O interior da fábrica é impressionante em sua dimensão, com gigantescas máquinas dominando o quadro, engrenagens, tiras girando, bocas de ferro que abrem e fecham com brutalidade. Uma atmosfera de fatiga, nas palavras do próprio diretor. Na fotografia, do grande Giuseppe Rotunno, que depois se tornaria frequente colaborador de Federico Fellini, se entende que são as máquinas que empregam os trabalhadores, são elas que os torcem, puxam, engolem. Isso figurativamente, mas, no acidente que dá o disparo no enredo, um operário tem seu braço literalmente agarrado para dentro dos grandes mecanismos de ferro.

Reunidos no hospital, Monicelli faz a introdução desse seu personagem titular: i compagni, os camaradas. Se nos primeiros 15 minutos de filme são apresentadas a atmosfera fabril, Turim em plena e acelerada industrialização e a jornada diária de alguns operários – Homero, o adolescente, Raoul, o mulherengo, Adele e seu pai Pautasso, Salvatore, o migrante siciliano, entre muitos outros – agora podemos vê los em discussão, formando um comitê para planejar uma demonstração no dia seguinte.

A construção da familiaridade com este grupo é priorizada diante da introdução de quem seria o ator principal, o ícone do cinema italiano Marcello Mastroianni, cuja chegada oportuna como o Professor Giuseppe Sinigaglia ocorre depois de meia hora dentro do filme.

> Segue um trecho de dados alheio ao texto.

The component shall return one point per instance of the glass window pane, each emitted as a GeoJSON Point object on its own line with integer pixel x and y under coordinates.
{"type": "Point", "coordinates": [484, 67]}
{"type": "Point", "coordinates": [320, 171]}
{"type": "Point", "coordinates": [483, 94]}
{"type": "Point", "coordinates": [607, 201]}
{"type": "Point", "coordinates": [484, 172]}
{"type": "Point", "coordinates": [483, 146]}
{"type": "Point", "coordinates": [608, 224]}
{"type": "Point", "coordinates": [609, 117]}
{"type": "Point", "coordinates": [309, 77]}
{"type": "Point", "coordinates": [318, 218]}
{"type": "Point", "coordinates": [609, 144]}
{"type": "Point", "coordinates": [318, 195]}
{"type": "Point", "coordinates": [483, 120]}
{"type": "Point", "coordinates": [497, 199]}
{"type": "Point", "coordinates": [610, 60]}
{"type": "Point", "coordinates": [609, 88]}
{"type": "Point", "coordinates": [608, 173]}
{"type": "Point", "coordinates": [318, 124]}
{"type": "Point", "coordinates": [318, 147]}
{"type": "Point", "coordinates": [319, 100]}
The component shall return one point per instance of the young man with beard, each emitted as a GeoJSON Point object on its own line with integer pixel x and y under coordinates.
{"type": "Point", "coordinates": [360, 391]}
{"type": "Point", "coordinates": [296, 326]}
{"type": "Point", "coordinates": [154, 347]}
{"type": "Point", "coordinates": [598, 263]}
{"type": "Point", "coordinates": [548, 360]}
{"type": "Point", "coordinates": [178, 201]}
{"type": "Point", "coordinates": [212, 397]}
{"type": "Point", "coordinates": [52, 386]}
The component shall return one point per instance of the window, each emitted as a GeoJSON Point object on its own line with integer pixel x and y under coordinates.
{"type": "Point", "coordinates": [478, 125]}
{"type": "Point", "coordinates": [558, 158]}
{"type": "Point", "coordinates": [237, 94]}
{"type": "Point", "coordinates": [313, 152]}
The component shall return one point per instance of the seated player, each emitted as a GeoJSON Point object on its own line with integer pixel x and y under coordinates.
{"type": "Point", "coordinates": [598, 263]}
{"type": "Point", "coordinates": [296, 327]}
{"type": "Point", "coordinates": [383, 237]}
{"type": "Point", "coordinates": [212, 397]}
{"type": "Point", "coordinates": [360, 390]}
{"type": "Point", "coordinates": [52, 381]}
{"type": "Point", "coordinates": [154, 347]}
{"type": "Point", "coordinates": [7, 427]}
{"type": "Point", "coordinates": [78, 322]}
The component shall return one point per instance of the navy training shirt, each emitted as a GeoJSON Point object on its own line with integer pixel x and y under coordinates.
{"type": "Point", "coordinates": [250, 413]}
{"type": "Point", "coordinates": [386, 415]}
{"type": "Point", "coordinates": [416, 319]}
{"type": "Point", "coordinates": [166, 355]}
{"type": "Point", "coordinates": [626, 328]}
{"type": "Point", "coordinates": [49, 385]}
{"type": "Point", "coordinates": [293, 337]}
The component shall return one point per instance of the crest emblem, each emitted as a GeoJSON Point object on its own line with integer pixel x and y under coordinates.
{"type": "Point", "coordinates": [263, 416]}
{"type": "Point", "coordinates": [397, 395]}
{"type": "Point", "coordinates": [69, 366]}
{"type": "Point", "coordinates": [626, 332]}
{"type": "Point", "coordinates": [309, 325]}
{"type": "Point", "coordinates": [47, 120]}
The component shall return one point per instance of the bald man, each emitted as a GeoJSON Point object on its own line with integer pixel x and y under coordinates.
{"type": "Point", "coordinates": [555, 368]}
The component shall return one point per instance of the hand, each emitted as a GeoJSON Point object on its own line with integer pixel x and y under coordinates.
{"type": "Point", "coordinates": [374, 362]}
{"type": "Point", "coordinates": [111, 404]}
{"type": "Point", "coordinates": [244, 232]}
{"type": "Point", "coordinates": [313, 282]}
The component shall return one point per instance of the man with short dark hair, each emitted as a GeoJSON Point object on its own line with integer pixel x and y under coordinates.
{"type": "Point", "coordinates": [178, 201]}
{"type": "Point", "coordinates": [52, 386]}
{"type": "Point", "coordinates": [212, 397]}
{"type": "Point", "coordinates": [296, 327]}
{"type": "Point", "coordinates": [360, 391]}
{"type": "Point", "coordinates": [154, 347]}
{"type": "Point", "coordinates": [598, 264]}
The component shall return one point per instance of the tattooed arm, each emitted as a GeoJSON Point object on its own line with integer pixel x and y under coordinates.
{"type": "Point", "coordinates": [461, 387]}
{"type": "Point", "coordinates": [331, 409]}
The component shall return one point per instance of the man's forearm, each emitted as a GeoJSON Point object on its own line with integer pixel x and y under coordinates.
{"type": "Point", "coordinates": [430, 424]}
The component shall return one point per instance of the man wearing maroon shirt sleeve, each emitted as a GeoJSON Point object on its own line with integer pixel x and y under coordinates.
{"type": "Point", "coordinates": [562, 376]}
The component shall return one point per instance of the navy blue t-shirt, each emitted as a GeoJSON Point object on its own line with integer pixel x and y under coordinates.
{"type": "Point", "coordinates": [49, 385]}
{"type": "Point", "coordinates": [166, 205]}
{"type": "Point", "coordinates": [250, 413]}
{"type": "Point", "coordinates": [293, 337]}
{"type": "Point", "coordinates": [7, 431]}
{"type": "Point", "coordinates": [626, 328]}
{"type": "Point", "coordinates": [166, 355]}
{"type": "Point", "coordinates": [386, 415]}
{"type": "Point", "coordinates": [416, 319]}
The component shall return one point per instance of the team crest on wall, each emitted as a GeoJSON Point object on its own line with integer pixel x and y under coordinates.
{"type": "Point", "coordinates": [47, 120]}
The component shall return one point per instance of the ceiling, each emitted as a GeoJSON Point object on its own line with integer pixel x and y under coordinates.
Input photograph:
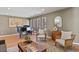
{"type": "Point", "coordinates": [27, 11]}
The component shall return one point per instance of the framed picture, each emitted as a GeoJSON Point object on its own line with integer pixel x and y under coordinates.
{"type": "Point", "coordinates": [44, 22]}
{"type": "Point", "coordinates": [13, 22]}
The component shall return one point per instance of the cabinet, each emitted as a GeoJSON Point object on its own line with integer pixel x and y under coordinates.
{"type": "Point", "coordinates": [56, 35]}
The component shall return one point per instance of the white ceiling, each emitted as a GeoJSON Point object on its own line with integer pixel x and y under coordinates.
{"type": "Point", "coordinates": [27, 11]}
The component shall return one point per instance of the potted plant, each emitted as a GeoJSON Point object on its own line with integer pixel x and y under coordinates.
{"type": "Point", "coordinates": [27, 37]}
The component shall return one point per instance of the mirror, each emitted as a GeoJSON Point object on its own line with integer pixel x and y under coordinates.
{"type": "Point", "coordinates": [58, 22]}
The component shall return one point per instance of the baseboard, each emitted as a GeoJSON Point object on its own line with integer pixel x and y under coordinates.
{"type": "Point", "coordinates": [8, 35]}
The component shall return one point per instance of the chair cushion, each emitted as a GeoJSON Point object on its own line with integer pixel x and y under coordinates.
{"type": "Point", "coordinates": [66, 35]}
{"type": "Point", "coordinates": [60, 41]}
{"type": "Point", "coordinates": [41, 31]}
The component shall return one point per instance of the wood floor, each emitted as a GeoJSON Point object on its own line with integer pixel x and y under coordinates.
{"type": "Point", "coordinates": [13, 40]}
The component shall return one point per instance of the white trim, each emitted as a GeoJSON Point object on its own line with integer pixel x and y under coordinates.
{"type": "Point", "coordinates": [75, 43]}
{"type": "Point", "coordinates": [8, 35]}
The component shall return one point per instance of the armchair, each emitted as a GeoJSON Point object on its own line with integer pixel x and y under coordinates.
{"type": "Point", "coordinates": [66, 39]}
{"type": "Point", "coordinates": [41, 34]}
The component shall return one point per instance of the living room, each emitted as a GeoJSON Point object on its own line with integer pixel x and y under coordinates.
{"type": "Point", "coordinates": [39, 19]}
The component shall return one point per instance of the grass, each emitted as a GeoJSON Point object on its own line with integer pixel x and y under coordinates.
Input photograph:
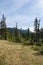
{"type": "Point", "coordinates": [14, 54]}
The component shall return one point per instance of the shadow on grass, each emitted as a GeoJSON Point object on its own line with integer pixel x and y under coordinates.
{"type": "Point", "coordinates": [38, 53]}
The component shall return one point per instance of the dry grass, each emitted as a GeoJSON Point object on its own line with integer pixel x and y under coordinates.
{"type": "Point", "coordinates": [12, 54]}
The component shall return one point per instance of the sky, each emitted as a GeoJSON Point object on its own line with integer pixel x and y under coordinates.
{"type": "Point", "coordinates": [23, 12]}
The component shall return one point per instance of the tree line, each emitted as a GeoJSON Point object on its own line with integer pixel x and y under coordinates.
{"type": "Point", "coordinates": [28, 37]}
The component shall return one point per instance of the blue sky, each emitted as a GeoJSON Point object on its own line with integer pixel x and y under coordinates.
{"type": "Point", "coordinates": [22, 11]}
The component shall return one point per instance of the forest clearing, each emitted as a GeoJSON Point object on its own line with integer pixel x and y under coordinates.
{"type": "Point", "coordinates": [17, 54]}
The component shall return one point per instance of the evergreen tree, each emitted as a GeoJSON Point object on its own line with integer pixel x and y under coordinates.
{"type": "Point", "coordinates": [17, 39]}
{"type": "Point", "coordinates": [36, 28]}
{"type": "Point", "coordinates": [28, 34]}
{"type": "Point", "coordinates": [3, 28]}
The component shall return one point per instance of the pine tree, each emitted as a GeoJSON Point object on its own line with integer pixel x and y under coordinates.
{"type": "Point", "coordinates": [28, 34]}
{"type": "Point", "coordinates": [16, 34]}
{"type": "Point", "coordinates": [36, 28]}
{"type": "Point", "coordinates": [3, 28]}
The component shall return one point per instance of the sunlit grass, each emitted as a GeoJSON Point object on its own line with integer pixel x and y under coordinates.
{"type": "Point", "coordinates": [14, 54]}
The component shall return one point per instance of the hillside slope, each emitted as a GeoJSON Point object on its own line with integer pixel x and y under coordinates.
{"type": "Point", "coordinates": [14, 54]}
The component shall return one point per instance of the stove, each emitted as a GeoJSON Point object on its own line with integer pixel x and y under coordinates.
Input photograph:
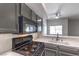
{"type": "Point", "coordinates": [27, 47]}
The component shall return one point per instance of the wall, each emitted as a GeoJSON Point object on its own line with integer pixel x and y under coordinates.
{"type": "Point", "coordinates": [73, 27]}
{"type": "Point", "coordinates": [63, 22]}
{"type": "Point", "coordinates": [5, 42]}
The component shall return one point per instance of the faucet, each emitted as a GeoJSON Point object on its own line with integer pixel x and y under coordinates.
{"type": "Point", "coordinates": [57, 37]}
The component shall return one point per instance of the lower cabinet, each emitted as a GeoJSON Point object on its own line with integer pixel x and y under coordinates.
{"type": "Point", "coordinates": [58, 50]}
{"type": "Point", "coordinates": [50, 52]}
{"type": "Point", "coordinates": [65, 54]}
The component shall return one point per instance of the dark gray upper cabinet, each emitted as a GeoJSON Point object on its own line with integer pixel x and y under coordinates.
{"type": "Point", "coordinates": [8, 17]}
{"type": "Point", "coordinates": [39, 24]}
{"type": "Point", "coordinates": [33, 16]}
{"type": "Point", "coordinates": [26, 11]}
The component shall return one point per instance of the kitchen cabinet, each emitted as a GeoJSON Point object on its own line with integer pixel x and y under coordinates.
{"type": "Point", "coordinates": [69, 50]}
{"type": "Point", "coordinates": [50, 52]}
{"type": "Point", "coordinates": [26, 11]}
{"type": "Point", "coordinates": [9, 17]}
{"type": "Point", "coordinates": [65, 54]}
{"type": "Point", "coordinates": [33, 16]}
{"type": "Point", "coordinates": [60, 50]}
{"type": "Point", "coordinates": [50, 49]}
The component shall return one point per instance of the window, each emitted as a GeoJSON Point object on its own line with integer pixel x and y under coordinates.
{"type": "Point", "coordinates": [56, 29]}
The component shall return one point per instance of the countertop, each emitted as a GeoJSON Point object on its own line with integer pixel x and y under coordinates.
{"type": "Point", "coordinates": [11, 53]}
{"type": "Point", "coordinates": [64, 42]}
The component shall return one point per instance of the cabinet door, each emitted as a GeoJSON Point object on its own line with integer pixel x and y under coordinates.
{"type": "Point", "coordinates": [65, 54]}
{"type": "Point", "coordinates": [50, 52]}
{"type": "Point", "coordinates": [39, 24]}
{"type": "Point", "coordinates": [26, 11]}
{"type": "Point", "coordinates": [33, 16]}
{"type": "Point", "coordinates": [8, 17]}
{"type": "Point", "coordinates": [50, 46]}
{"type": "Point", "coordinates": [71, 50]}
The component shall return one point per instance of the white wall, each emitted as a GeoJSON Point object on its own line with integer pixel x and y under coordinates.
{"type": "Point", "coordinates": [73, 27]}
{"type": "Point", "coordinates": [63, 22]}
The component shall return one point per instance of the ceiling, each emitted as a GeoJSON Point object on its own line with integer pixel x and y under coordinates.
{"type": "Point", "coordinates": [49, 10]}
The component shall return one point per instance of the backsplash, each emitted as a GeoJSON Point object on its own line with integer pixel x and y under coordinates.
{"type": "Point", "coordinates": [5, 42]}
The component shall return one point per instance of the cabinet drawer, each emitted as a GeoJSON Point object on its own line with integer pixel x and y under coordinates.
{"type": "Point", "coordinates": [65, 54]}
{"type": "Point", "coordinates": [50, 46]}
{"type": "Point", "coordinates": [50, 52]}
{"type": "Point", "coordinates": [71, 50]}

É uma escolha deliberada e marcante. O Professor entre os operários encontra-se entre iguais, e a direção trata Mastroianni entre os demais atores da mesma forma. Esta é uma história fundamentalmente coletiva, um filme de ensamble, onde o peso sentimental, a agência para mover o enredo e os desenlaces dramáticos são compartilhados entre todo o elenco. Sinigaglia pode até ser um agitador profissional, fugido de Milão, mas ele chega em Turim como um forasteiro, se inserindo em uma teia de afetos, teimosias e dificuldades muito anterior à ele, tanto do ponto de vista interno da história quanto do ponto de vista narrativo do filme. Ele tanto não é um protagonista tradicional quanto é um catalisador de mudança, provocando e agitando a reunião do comitê em direção aos caminhos que seus estudos e experiência lhe indicam.

Sinigaglia tampouco é um retrato típico de um líder revolucionário. Ele é um tipo vagabundo à la Charles Chaplin, que espirra em xícaras de chá para ter uma desculpa para tomá-lo sozinho, e é muito mais teimoso, atrapalhado e tímido do que aparenta. Quando a personagem de Annie Girardot lhe pergunta para que meter-se em tanta confusão ele responde honestamente: “Por egoísmo. Por que eu gosto.” Ao mesmo tempo, então, o Professor se revela um orador nato, que rapidamente ascende na liderança dos trabalhadores revoltados, e que, escondendo-se da polícia, ainda pede para que mandem um último recado ao companheiro Raoul: “Diga a ele que continuem resistindo e vencerão.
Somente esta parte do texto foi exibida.